Le dimanche de la Saint-Firmin, répondant à l'appel de la Coupe de France et n'écoutant que leur courage, une escouade de quatre valeureux mousquetaires, plus bretons que gascons, sautèrent sur leurs montures et se rendirent sur les bords du Golfe, du Morbihan et non de Gascogne, pour y combattre en duel les gardes du Maréchal.

Au premier poste de combat, le jeune cadet d'Artagnan affronte le capitaine des gardes, messire du Plessis. Averti que la ruse paie souvent bien mieux que la fougue, et inspiré par les hauts faits d'un célèbre bretteur du Nord, qui enseigne à tirer parti du plus petit avantage, le premier des mousquetaires retient ses assauts, se garde bien de se découvrir, mais repousse avec constance son adversaire dans ses retranchements. Débordé, ce dernier pare, se protège, se met à l'abri ; il subit alors une estafilade, puis deux, avant de sentir la lame pointer sur sa gorge ; il se rend. Aux âmes bien nées la valeur n'attend point le nombre des années !

Le ténébreux Athos (#2) fait face à un homme du sud à l'accent chantant et à l'air redoutable, connu sous le nom de Jarnac. D'abord sous pression et assailli de toutes parts, Athos parvient à se dégager, et même à prendre l'avantage. Il porte alors un coup d'estoc qui perce son adversaire au côté et le fait chanceler. Mais c'est compter sans la fameuse botte de Jarnac : celui-ci s'écrase contre terre et porte un coup de taille qui déchire le jarret, mais lui fait lâcher son arme ; Athos se fait surprendre, mais a le réflexe d'un saut latéral, qui lui évite d'être saigné, mais le laisse aussi échapper son arme ! Eloignant les armes du pied, les deux hommes en viennent aux poings ; diminués par leurs blessures, rivalisant de maladresse, ils ne parviennent plus à trouver les forces pour se départager.

L'intrépide Porthos (#3) s'est engagé pendant ce temps dans un combat sans merci contre le plus jeune des gardes. Il saute et tire à tout va, taille et tranche, débordant d'énergie, emportant tout sur son passage. Un peu emballé par moments, il néglige sa garde, manque plusieurs fois de se faire embrocher ; son adversaire riposte avec ardeur, mais aussi quelque maladresse ; la Fortune semble balancer, privilégier tour à tour l'un ou l'autre, sans parvenir à se décider.

Pendant ce temps, le vaillant Aramis (#4) est aux prises avec le maître d'armes.
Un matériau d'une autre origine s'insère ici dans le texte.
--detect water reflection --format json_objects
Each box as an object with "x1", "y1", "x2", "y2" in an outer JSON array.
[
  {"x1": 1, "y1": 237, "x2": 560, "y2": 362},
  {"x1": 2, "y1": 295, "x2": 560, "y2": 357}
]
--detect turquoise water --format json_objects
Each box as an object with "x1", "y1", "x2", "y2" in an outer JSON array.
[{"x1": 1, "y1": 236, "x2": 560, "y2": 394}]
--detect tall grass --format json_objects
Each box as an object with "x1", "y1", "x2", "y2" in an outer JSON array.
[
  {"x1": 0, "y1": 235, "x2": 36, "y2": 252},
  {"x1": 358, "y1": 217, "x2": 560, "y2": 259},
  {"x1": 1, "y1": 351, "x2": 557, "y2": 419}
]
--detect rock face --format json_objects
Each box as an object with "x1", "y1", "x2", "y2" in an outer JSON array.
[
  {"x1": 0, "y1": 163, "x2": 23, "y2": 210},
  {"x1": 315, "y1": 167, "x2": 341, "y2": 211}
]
De feintes feutrées en bottes astucieuses, de parades adroites en ripostes éclair, ils déploient toute leur science, sans verser beaucoup de sang. La fatigue s'accumule de part et d'autre, les coups deviennent lents et lourds, mais les deux escrimeurs tiennent leur position. Jusqu'à ce qu'Aramis commette une petite erreur : un pas en arrière plutôt qu'en avant... il n'en faut pas plus à maître Laurent pour lui porter un coup sec au poignet, qui lui fait lâcher son arme et se rendre.

Alors que Porthos porte le dernier espoir des mousquetaires, son garde prend un avantage décisif en le désarmant. Mais c'est compter sans la ruse du mousquetaire, qui parvient à se hisser sur une tribune et à tenir son adversaire à distance à l'aide d'un long bâton ; incapable de l'atteindre ou de le rejoindre, celui-ci se résigne à considérer la partie comme remise.

Aux termes de la convention de Berlin, ce résultat de parité, une victoire pour chaque camp, fut résolu au profit du capitaine victorieux ; c'est ainsi que les glorieux mousquetaires s'emparèrent de la bannière et la ramenèrent à l'estaminet de Betton, où les libations se poursuivirent fort tard dans la nuit.